About "Nazi" soldiers?If they were Nazi Party people,f**k them to Hell.But if they were draftees,how are they to blame?
My father,who was Jewish,worked in a factory with a man who had been a German paratrooper and lost his leg in 1940 in France.My father served in WW2 but not in the European theater.They got along fine,because my dad said he was just another guy who got drafted and had no liking for Hitler or the Nazis.But my dad wouldn't buy anything made in Germany-he thought their industries were complicit in the mass murders.He was not going to personalize it against a guy who just did what he had to in order to survive.
It's the effete arrogance of the Krugmans that galls me.

Posted by: joe bernstein at November 10, 2008 2:34 PM

Thanks for the above. Some things I agree with, some things I don't. I do respect your integrity, even if I think that some of it is misguided.
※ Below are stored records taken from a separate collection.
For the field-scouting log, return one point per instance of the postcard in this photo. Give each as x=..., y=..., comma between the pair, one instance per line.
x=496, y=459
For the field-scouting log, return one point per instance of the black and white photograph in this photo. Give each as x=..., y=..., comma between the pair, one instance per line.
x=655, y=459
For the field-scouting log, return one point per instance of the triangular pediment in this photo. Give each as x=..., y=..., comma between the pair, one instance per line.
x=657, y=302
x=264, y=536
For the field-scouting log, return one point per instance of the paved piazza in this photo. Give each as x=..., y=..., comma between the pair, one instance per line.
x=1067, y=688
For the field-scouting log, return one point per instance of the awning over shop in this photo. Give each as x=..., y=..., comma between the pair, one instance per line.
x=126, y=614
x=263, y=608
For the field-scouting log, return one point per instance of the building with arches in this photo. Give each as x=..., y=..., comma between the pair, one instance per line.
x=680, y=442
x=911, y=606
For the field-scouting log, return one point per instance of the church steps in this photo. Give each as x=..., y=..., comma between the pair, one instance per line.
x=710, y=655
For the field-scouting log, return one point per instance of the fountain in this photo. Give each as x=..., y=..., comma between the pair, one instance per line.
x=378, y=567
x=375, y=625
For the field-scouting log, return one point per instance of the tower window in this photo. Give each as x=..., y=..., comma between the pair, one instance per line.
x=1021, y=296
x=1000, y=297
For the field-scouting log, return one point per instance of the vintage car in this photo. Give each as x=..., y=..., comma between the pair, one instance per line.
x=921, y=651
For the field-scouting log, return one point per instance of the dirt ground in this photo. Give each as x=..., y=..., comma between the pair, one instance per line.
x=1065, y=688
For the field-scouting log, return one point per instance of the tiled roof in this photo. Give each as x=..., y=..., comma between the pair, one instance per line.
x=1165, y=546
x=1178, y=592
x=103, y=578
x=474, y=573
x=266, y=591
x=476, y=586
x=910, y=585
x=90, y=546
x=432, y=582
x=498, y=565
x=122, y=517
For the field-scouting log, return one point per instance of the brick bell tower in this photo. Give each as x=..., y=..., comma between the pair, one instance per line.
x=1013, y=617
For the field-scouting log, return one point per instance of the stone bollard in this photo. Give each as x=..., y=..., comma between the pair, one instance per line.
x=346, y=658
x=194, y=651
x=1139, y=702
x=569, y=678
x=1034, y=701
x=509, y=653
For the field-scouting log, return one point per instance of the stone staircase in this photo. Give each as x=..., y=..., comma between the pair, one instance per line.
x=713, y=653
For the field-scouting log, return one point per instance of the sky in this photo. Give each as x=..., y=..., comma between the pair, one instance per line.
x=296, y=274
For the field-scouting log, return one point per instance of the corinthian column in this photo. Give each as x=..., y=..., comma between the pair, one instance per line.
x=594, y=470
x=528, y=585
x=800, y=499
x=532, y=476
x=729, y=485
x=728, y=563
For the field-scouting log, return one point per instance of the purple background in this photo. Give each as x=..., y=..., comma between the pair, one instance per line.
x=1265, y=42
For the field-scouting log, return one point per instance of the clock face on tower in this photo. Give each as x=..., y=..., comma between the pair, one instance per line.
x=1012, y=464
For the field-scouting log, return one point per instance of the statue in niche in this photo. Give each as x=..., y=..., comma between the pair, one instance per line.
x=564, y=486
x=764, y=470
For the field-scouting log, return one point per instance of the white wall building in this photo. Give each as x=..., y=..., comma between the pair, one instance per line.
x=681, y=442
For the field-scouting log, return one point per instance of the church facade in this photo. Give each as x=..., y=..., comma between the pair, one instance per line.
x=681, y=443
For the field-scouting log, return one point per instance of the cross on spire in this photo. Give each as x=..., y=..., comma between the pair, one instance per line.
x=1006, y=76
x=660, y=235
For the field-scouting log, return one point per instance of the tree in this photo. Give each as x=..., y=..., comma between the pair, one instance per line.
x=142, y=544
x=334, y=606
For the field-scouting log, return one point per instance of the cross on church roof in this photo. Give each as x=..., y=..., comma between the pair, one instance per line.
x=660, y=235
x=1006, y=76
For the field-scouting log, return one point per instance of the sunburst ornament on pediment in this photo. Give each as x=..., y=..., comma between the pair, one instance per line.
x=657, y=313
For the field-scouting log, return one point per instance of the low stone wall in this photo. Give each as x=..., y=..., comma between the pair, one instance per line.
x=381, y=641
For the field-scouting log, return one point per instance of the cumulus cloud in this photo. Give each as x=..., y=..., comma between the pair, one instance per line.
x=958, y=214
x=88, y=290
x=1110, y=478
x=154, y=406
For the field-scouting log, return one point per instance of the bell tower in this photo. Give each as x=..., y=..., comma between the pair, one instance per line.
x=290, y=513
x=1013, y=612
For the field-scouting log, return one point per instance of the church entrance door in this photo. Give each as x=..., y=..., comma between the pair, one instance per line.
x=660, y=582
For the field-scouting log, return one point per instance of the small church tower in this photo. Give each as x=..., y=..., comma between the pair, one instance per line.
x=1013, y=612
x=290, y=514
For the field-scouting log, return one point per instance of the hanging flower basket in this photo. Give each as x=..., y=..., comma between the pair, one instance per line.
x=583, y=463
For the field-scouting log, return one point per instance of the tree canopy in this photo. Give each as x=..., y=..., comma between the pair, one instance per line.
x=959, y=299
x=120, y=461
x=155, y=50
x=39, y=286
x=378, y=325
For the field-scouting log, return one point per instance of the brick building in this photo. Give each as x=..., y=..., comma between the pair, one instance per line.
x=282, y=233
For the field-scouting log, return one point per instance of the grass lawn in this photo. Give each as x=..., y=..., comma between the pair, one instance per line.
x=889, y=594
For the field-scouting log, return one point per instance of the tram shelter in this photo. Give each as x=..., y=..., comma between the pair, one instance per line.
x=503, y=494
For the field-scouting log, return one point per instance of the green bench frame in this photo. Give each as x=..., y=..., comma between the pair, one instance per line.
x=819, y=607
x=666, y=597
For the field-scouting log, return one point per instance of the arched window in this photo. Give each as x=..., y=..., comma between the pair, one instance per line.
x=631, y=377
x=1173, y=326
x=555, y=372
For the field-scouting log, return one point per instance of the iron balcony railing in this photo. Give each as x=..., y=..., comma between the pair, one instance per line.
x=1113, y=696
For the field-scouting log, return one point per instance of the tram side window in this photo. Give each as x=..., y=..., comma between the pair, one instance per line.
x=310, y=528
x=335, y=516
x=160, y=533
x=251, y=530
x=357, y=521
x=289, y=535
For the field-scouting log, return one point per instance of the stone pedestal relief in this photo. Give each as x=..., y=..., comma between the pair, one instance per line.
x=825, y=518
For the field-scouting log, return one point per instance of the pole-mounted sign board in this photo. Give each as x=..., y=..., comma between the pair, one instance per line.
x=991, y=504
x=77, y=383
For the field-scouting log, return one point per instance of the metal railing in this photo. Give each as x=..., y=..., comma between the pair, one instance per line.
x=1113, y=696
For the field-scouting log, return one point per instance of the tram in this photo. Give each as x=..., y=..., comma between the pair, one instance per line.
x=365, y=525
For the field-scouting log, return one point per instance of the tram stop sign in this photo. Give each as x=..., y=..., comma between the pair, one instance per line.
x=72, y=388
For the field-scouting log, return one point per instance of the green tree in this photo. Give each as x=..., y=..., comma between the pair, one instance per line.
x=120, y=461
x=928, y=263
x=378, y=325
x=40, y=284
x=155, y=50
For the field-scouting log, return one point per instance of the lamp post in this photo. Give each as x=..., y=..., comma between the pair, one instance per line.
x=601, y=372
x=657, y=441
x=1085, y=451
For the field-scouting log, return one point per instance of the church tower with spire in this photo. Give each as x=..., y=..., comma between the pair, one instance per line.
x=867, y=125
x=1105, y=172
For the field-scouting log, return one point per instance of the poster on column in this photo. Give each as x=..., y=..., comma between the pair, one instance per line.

Posted by: OldTimeLefty at November 10, 2008 8:18 PM


I don't think you mean "disingenuous." One can be wrong, even unfair, without being dishonest about it, and I've long thought that one irony of the campaign is that McCain was the true bipartisan of the two. It's a quality for which I'll happily fault him, if you like.

Posted by: Justin Katz at November 10, 2008 8:37 PM

OTL-I'll be glad to discuss he great questions with you over steaming plates of boiled cabbage-now if you can tell me the origin of that idea it'll be a pisser-if you can't,I'll tell you tomorrow and you'll say"of course- who else woulda come up with that!"
We can't be serious 24/7.

Posted by: joe bernstein at November 10, 2008 10:22 PM

I guess disingenuous was the word that came to my mind, not in being intentionally dishonest but I do think it was hypocritical for the reasons I described.

In general, I think you are way over-reacting to Obama’s win. I don’t think that the ‘masses were drawn to Obama’ as you say. He was the preferred candidate among the two, by not an overwhelming majority (same as Bush over Dukakis) in an environment where most of the factors favored his party.

Despite the dramatic elation by some, this is no more a political shift than was the Republican takeover in 1994.